何やら最近、突き刺さるような視線を感じるのだ。

何か人に恨まれるような事をした覚えはないし、素行があまりいいとは言えないのはいつもの事だし、心当たりは全くない。

親友の末村弾希(スエムラ ハジキ)は気にしすぎだと笑い飛ばしやがるが、俺は身の危険を感じるレベルのいやな気分を気のせいで感じるほど自意識過剰でも疑心暗鬼でもないつもりだ。

まさか、ついに俺は霊感というやつに目覚めてしまったのか……。

「この神秘の体現者、高月タカツキツミキにひれ伏せ愚民どもげあぁ!!?」

教科書で頭を叩かれた。

「食事中に発症しないのー」

隣のクラスの古式岸子(コシキ キシコ)がこちらを呆れたような顔で覗き込んでいた。

長い髪の間から覗いた大きな目は、胡乱気にそして眠たげにこちらをうかがっている。

俺がこんな風に虐げられていても、教室ではいつも通りの昼休みの談笑が続いているあたり、俺の地位は推して知るべしである。

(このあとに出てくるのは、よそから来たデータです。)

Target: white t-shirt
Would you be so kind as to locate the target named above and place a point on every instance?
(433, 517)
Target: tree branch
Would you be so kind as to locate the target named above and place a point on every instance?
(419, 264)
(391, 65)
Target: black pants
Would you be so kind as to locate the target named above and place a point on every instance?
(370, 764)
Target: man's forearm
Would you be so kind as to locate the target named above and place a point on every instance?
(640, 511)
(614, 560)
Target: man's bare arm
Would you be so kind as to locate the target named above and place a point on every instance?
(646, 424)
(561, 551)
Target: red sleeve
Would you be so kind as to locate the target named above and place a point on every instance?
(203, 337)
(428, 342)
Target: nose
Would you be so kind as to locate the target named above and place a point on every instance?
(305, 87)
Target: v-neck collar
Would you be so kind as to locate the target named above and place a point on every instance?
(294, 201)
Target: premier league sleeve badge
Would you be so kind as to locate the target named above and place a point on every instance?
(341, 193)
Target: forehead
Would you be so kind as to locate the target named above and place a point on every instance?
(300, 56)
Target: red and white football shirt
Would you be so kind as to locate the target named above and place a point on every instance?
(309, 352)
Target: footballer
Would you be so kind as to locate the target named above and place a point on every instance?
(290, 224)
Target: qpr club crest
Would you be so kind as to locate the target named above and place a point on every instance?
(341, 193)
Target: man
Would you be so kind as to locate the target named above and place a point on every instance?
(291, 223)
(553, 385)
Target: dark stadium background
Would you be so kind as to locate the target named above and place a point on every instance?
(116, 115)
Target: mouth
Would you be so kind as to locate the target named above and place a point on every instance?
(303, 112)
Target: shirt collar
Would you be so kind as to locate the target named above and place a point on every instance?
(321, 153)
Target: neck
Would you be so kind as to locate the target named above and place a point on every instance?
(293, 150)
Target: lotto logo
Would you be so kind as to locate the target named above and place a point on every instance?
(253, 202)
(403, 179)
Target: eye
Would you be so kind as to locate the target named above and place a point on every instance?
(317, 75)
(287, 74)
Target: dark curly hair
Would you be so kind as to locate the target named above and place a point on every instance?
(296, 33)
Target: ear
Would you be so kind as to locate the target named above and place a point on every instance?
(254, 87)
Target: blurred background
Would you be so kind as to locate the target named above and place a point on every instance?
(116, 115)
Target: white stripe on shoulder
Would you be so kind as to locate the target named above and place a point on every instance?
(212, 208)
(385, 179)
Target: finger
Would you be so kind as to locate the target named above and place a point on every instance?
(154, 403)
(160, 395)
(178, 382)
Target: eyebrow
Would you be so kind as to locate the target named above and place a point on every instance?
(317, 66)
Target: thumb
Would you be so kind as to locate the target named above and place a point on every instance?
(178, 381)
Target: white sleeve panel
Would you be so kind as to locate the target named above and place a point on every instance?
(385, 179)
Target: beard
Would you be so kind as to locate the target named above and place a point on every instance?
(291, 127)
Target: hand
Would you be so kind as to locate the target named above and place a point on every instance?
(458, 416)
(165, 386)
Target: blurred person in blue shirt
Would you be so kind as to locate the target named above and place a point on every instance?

「……ちなみに今のは食事『中に』と『中二』をかけていたり?」

「しない」

「うがっ」

もう一発入った。

「バカね」

そのスキに波倉未来(ナミクラ ミライ) が俺の弁当箱から卵焼きをひょいとかっさらっていきやがった。

「……あれ?」

しかしその卵焼きは波倉の口に入る前、

「うむ、美味い」

末村が蛇が獲物に食らいつくような動きで確保、速やかに飲み込んだ。

どこの食物連鎖だ。

「人のおかず勝手に食べんな!!」

その頂点に立ってるのは波倉だが。

あ、顔に一発入った。

弱いな、合気道部員。

草食系か。

「高月君、これあげる」

す、と古式が自分の弁当から卵焼きを差し出してきた。なんだか悪いとは思いながらも、美味しそうなので頂くことにする。

「あむ」

「えっ!」

俺は古式の差し出した卵焼きに弾希みたくパクついた。

「恥ずかしいこと、しないで」

俺はもう一発教科書で殴られた。今度は角だった。




あれから、俺は記憶を取り戻せないでいる。

それは即ち未だ先日の事件の真相が分からないという事と同時に、古式に対して返事ができない状態である事を暗に示している。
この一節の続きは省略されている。